The most common shortcomings include a significant neglect of focus on how to protect small- and medium-sized enterprises (SMEs) and vulnerable population groups, which remain poorly protected despite facing growing threats. Similarly, few strategies meaningfully invest in non-technical cybersecurity roles, such as cyber lawyers, policy-makers and compliance professionals, despite the increasingly cross-disciplinary nature of cybersecurity. Regulatory approaches to data privacy and accountability vary widely, especially within the US. Perhaps most critically, few strategies include robust mechanisms for accountability, measurable outcomes or risk quantification. Without better incentives and clearer enforcement structures, the strategies risk becoming hand-wavy aspirations rather than achievable goals.

Naturally, a healthy strategic posture doesn’t always equal strong real-world capabilities. Though most national strategies highlight the importance of strengthening the cyber workforce and outline practical policy actions, the GCO finds that the cyber skills gap has worsened, rising by 8% since 2024. Today, two out of three organizations report moderate-to-critical talent shortages, including a lack of essential skills to meet core security needs. Alarmingly, just 14% of organizations are confident they currently have the people and capabilities required.

The strategic posture is sometimes more aligned with reality regarding shortcomings. Data from the GCO confirms that cyber inequity regarding the aforementioned SMEs and vulnerable population groups is a significant and growing concern: 35% of small organizations now believe their cyber resilience is inadequate, a sevenfold increase since 2022. In contrast, the proportion of large organizations reporting insufficient cyber resilience has nearly halved.

Despite widespread recognition that the private sector underpins national cyber resilience, most governments still lack robust, forward-looking strategies to shape and incentivize private-sector security practices. Regulation remains a major driver: According to the GCO, 78% of CISOs and 87% of CEOs say new cyber-related regulations are primarily motivated by the need to improve security and mitigate risk. CISOs also stress that regulation helps reduce systemic risk and increase customer trust.

However, two-thirds of organizations report that navigating an increasingly fragmented global compliance landscape adds costly complexity. Many strategies discuss cyber-related subsidies; governments should not rely solely on financial aid, but facilitate a better understanding of returns on investment for cybersecurity solutions, including a stronger quantification of cyber risk, accountability and best practices. Countries like Japan, Germany and Singapore subsidize vetted solutions for SMEs, while Australia reduces regulatory burdens.

Meanwhile, initiatives like the US Cybersecurity Apprenticeship Program and secure-by-design proposals (shifting liability toward producers of insecure products) attempt to create incentives to foster healthy, long-term cybersecurity cultures and workforces. Ultimately, cybersecurity ought not to be viewed as a compliance requirement, but as a business enabler that builds trust, protects innovation and enhances market competitiveness. For that to be true, we must create clear, quantified incentives that show business leaders how and why their cyber investments will translate into net positive financial savings.

Cyber threats are evolving at an alarming pace, with ransomware, state-sponsored intrusions and AI-powered attacks now posing serious risks to national security, economic stability and public trust.
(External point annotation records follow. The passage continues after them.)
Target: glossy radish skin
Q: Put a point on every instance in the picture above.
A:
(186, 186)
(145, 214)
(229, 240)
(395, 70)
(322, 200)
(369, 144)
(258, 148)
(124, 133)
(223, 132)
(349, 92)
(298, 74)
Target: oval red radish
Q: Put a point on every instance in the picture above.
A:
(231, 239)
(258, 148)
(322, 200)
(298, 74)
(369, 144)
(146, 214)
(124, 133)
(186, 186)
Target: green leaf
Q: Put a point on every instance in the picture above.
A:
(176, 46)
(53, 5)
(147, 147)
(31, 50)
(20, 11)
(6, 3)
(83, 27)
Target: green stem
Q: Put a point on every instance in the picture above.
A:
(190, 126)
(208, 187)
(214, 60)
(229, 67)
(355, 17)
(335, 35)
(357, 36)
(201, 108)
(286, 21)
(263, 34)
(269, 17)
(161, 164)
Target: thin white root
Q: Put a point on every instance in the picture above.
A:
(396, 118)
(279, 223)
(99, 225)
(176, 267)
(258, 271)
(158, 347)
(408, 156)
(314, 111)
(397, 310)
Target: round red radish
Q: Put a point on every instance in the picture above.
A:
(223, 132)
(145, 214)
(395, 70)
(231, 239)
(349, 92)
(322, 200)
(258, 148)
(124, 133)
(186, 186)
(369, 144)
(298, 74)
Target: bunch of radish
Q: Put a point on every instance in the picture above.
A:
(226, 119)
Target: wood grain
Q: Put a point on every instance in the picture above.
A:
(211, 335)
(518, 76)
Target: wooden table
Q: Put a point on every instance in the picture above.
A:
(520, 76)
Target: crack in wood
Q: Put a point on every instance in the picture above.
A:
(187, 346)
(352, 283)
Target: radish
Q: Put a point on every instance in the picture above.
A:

At the same time, emerging technologies are expanding the attack surface: AI is enabling adversaries to automate spear phishing, generate convincing deepfakes and identify software vulnerabilities at scale, while advances in quantum computing threaten to break existing encryption standards.

Regulators are beginning to act, such as the EU’s Cyber Resilience Act, which sets baseline security requirements for digital products. But the window for reactive policy-making is closing. Governments must urgently modernize their cybersecurity strategies, invest in measurable and adaptive defence structures, and lead with actionable and measurable policies. Anything less risks leaving critical systems exposed in an era when cyberattacks are bound to proliferate.